Mükemmeliyetçilik Konuşmayı Engelliyor
Türk öğrenciler İngilizce konuşmadan önce zihninden bir kontrol paneli geçiriyor: fiil doğru mu, tense tutuyor mu, telaffuzda hata yapar mıyım, yabancı sanırlar mı? Bu sırada cümlenin yarısı unutuluyor. Yücesan, “İngilizce konuşmak biraz da çocuk olmak gibi… Yanlış yapacak, gülecek ve devam edeceksiniz. Ama biz yanlış yapmamak için çoğu zaman hiç konuşmuyoruz. Sonra da ‘Hocam anlamıyorum, konuşamıyorum’ diye üzülüyoruz” ifadelerini kullandı.
Pratik Yoksa Mucize Yok
Türkiye’de İngilizce kitaplarını çevirmiş, kelime listelerini ezberlemiş ama “Coffee please” derken bile sesi titreyen milyonlar var. Yücesan, yazılı İngilizce ile konuşma İngilizcesinin tamamen farklı dünyalar olduğunu vurguladı. Dizi izleyip altyazıya kitlenmenin yeterli olmadığını, çünkü beynin altyazıya odaklanırken İngilizceyi aktif olarak öğrenmediğini belirtti.
Dil Öğrenmeyi Süreç Değil Proje Gibi Görüyoruz
Türklerin zaman planları genellikle şöyle: Ocak’ta başlıyorum, Şubat’ta ilerleyemedim, Mart’ta kesin başlıyorum. Ramazan, yaz tatili ve okul yoğunluğu bahaneleriyle süreç sürekli erteleniyor. Yücesan, bu döngüyü “Time Loop” filmi kıskanır diyerek açıkladı.

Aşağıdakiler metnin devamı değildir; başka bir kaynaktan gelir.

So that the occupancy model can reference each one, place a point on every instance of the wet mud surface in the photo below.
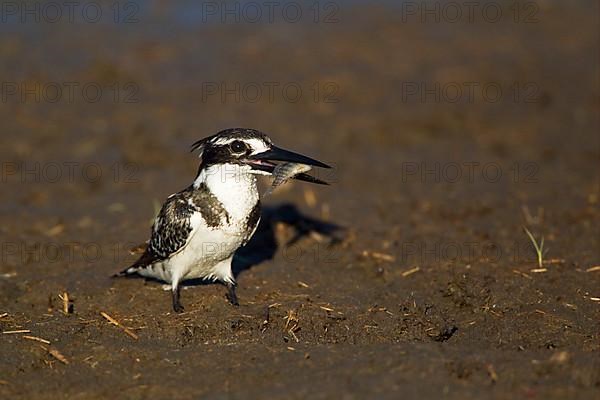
(411, 276)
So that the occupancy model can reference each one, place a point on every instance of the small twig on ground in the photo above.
(56, 354)
(37, 339)
(410, 271)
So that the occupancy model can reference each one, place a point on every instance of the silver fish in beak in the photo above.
(285, 171)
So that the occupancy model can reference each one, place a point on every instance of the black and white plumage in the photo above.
(198, 229)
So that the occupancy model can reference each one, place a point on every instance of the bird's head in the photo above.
(251, 151)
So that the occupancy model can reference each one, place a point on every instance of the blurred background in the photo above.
(451, 126)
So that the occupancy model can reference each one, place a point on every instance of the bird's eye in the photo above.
(237, 146)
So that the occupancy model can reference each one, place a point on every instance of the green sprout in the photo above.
(539, 247)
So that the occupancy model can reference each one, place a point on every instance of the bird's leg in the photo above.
(231, 296)
(177, 307)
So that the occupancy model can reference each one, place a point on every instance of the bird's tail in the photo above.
(145, 260)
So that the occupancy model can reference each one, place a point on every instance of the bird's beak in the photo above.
(264, 162)
(278, 154)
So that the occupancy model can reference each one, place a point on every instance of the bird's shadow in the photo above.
(264, 244)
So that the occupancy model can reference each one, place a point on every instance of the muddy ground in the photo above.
(411, 276)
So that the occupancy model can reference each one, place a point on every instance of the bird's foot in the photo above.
(177, 307)
(231, 295)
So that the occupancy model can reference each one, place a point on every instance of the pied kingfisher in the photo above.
(198, 229)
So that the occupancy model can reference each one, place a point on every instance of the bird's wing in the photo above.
(179, 218)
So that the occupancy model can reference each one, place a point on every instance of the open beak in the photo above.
(264, 162)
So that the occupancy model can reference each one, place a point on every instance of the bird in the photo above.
(198, 229)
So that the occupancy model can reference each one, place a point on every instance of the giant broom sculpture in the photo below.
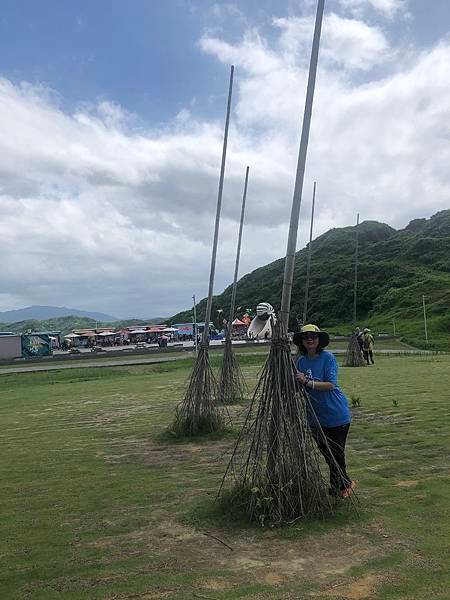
(231, 382)
(274, 470)
(198, 411)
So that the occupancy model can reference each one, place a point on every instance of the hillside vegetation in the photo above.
(395, 269)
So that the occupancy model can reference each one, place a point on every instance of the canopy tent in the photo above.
(238, 323)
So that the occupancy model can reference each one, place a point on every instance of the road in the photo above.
(150, 360)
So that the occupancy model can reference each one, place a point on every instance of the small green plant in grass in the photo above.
(356, 401)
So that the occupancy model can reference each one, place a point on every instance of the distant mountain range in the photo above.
(43, 313)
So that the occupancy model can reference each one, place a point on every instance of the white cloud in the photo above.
(100, 212)
(388, 8)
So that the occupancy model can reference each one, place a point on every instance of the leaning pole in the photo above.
(231, 381)
(198, 411)
(219, 207)
(238, 251)
(308, 264)
(275, 469)
(355, 283)
(300, 175)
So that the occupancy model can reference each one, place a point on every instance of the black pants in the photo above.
(368, 353)
(333, 450)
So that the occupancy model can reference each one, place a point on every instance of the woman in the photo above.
(368, 343)
(317, 371)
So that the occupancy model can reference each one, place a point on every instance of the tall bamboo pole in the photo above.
(238, 253)
(308, 266)
(194, 328)
(355, 287)
(219, 206)
(425, 318)
(297, 199)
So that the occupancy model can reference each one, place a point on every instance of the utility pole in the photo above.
(308, 266)
(355, 288)
(195, 325)
(425, 318)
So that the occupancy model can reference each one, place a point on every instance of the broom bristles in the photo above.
(198, 412)
(231, 386)
(274, 473)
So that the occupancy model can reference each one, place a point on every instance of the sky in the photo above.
(111, 128)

Yanlış Beklenti: 3 Ayda Akıcı İngilizce
Yücesan, dil okulu sahipleri olarak öğrencileri hemen akıcı hale getirecek bir sihir olmadığını belirtiyor. “İngilizce hızlandırılmış öğrenilir ama hızlandırılmış mükemmel konuşulmaz. Düzen, pratik ve özgüven temel unsurlardır. Bizde ise sabırsızlık bu üçlüyü sürekli bozuyor” dedi.

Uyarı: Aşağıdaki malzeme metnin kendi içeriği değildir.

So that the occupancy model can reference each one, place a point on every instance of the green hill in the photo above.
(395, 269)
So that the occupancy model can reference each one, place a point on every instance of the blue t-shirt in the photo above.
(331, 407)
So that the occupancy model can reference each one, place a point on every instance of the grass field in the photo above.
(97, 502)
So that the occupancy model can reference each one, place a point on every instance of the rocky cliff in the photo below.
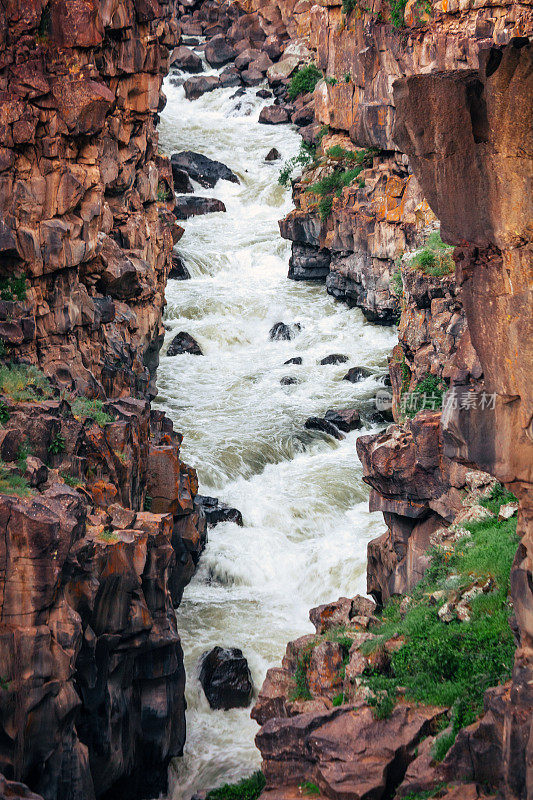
(99, 531)
(436, 99)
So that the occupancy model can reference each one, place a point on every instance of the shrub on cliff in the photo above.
(304, 81)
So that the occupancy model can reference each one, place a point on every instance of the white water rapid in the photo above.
(306, 523)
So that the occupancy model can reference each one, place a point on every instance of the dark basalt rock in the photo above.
(218, 51)
(356, 374)
(192, 206)
(281, 331)
(216, 512)
(346, 419)
(184, 343)
(226, 678)
(196, 87)
(321, 424)
(273, 115)
(182, 182)
(178, 271)
(273, 155)
(334, 358)
(202, 169)
(186, 60)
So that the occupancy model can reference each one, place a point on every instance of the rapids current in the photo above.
(304, 505)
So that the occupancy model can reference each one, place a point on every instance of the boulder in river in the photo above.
(216, 512)
(184, 58)
(178, 270)
(218, 51)
(273, 115)
(356, 374)
(334, 358)
(321, 424)
(282, 331)
(206, 171)
(226, 678)
(273, 155)
(346, 419)
(193, 206)
(184, 343)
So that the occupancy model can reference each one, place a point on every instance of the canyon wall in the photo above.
(99, 530)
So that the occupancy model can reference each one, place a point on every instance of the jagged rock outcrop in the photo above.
(104, 534)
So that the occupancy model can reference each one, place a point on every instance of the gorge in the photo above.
(416, 118)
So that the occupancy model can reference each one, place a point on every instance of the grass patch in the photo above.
(13, 288)
(436, 257)
(83, 409)
(24, 383)
(304, 157)
(247, 789)
(11, 483)
(304, 81)
(453, 664)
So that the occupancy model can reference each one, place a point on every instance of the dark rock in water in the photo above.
(334, 358)
(216, 512)
(308, 263)
(226, 678)
(186, 60)
(273, 155)
(196, 87)
(281, 331)
(184, 343)
(182, 182)
(178, 270)
(192, 206)
(202, 169)
(356, 374)
(345, 419)
(218, 51)
(321, 424)
(230, 77)
(273, 115)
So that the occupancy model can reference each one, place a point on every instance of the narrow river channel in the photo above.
(306, 523)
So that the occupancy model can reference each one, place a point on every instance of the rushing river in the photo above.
(306, 523)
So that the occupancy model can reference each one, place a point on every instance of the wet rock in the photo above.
(356, 374)
(218, 51)
(182, 182)
(273, 155)
(282, 331)
(178, 271)
(322, 424)
(186, 60)
(206, 171)
(334, 358)
(196, 87)
(226, 678)
(184, 343)
(273, 115)
(193, 206)
(216, 512)
(345, 419)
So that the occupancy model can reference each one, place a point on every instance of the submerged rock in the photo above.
(184, 343)
(216, 512)
(226, 678)
(356, 374)
(206, 171)
(192, 206)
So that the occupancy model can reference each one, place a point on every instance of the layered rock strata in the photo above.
(99, 528)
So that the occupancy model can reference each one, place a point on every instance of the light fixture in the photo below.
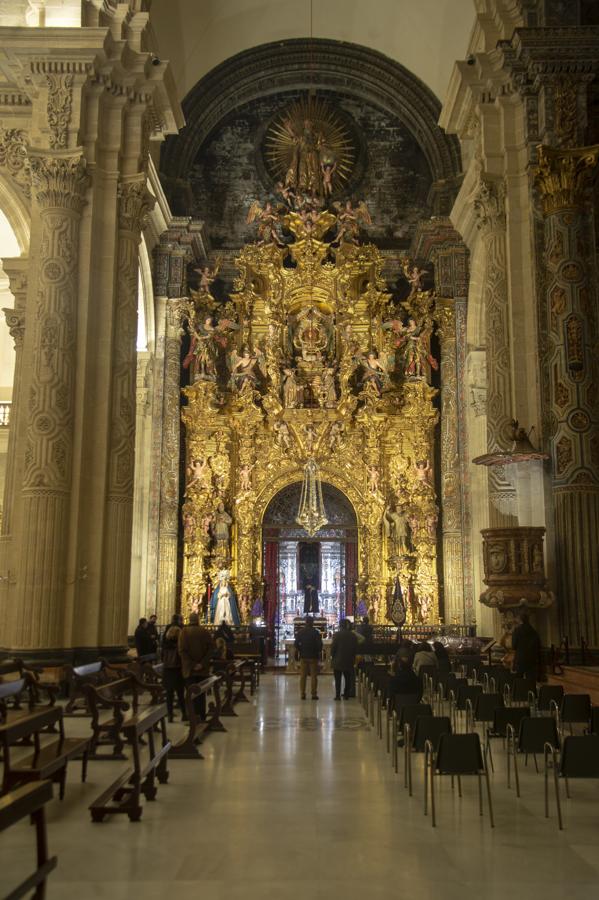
(311, 514)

Çözüm: Maruz Kal, Konuş, Yanlış Yap, Tekrar Et
Yücesan’a göre çözüm basit: İngilizceye maruz kalmak, konuşmak, yanlış yapmak ve tekrar etmek. Korkuyu bir kenara bırakıp İngilizceyi hayatın içine almak gerekiyor. Okulda, kafede, evde, trafikte her yerde dil pratiği yapılmalı.
American Life Trabzon Dil Okulu kurucusu Emrah Yücesan, öğrencilerin konuşma pratiği arttıkça “ben yapamam” duvarının yıkıldığını ve geriye sadece “Keşke daha önce başlasaydım” düşüncesinin kaldığını ifade etti.